"Belonging"


“A Statuesque Towering Figure”
It was one of those rare Irish summer days where the sun beats unceasingly down and the only clouds present are wispy and evanescent. She stood in the midst of the Irish countryside, a stark towering figure against the Wicklow mountains and the gently rolling verdant fields. Like me, she was a transplant carried across oceans and continents to a land very different from her own. Across the tide, she would have stood in a monumental chorus reaching up towards the heavens, as the salt spray scented the air and the sea wind ruffled her needle-like leaves. Here she stood alone, buffeted not by the spray of the ocean, but by the ceaseless Irish drizzle. Like me, she does not “belong.” Born on a far-flung coast, this is the only land she knows and yet she stands out, her soaring grace, reaching towards the stars, a stark counterpoint to gloomy thickets. 
After more than a century, her roots have settled deep into the loam.
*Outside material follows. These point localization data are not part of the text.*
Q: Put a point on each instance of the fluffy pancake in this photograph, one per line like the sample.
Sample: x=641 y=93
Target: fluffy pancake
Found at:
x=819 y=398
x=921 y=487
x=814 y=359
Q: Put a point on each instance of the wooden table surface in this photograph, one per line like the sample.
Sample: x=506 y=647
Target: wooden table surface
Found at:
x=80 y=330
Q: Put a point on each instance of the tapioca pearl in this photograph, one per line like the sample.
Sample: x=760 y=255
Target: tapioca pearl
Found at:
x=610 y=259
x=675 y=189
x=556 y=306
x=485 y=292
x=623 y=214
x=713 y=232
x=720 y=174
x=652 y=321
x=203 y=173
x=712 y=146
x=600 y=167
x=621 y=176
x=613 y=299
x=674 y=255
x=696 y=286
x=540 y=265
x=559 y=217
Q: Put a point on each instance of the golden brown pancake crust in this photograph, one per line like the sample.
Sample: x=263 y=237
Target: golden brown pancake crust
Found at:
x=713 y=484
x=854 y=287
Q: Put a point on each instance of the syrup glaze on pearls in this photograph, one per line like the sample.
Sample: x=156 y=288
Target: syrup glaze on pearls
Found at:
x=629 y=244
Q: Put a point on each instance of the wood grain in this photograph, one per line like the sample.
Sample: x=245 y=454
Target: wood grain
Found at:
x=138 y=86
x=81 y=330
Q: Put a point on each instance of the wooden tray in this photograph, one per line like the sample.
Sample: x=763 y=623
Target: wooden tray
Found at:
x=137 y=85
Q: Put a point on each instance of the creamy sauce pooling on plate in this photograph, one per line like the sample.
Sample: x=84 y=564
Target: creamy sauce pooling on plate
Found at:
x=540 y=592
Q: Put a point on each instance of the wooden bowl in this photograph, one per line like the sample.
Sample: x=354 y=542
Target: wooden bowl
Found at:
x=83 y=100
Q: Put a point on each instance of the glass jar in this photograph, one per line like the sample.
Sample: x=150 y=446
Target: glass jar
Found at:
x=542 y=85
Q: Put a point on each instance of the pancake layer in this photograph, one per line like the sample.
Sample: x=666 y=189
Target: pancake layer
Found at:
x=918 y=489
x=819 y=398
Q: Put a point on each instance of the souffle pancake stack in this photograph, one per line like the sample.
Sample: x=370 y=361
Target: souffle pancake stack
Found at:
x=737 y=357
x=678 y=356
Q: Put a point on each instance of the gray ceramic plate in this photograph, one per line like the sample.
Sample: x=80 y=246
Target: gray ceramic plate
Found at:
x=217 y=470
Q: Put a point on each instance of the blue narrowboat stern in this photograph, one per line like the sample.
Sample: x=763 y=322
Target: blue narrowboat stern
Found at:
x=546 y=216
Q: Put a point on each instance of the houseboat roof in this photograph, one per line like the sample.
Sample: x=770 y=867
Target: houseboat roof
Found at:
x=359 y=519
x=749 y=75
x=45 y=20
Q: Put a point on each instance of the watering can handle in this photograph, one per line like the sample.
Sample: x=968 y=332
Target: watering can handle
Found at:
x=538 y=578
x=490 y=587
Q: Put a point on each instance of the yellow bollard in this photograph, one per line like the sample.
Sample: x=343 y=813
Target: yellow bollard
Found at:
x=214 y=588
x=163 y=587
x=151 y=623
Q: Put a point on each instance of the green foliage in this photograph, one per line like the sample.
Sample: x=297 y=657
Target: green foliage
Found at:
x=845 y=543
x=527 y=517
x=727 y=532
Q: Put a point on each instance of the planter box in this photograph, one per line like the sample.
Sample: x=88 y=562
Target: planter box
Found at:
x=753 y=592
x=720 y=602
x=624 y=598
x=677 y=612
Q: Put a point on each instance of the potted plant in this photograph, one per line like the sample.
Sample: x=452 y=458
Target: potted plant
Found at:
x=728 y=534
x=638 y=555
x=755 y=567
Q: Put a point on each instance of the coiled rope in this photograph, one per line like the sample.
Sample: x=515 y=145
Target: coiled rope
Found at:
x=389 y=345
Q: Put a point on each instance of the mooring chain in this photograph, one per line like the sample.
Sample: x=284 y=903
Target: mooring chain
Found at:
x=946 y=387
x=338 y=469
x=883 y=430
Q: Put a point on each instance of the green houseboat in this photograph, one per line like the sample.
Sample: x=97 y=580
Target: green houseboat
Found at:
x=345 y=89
After years of breathing in the teary Irish air, her words are indistinguishable with the brambles that grow next to her. She is one of them and yet she is not. Standing underneath her spreading boughs, it is here I feel a sense of belonging. Our Californian twang crisscrosses our Irish tongue, a source of confusion and repudiation. They collide with each other, turbulent and grotesque; but for all that, they still soar, creating a joyful if often solitary melody. It is here I feel at peace with myself, the criss-crossing fragments of my identity reflected back at me.
We stood face to face. One tree. One girl.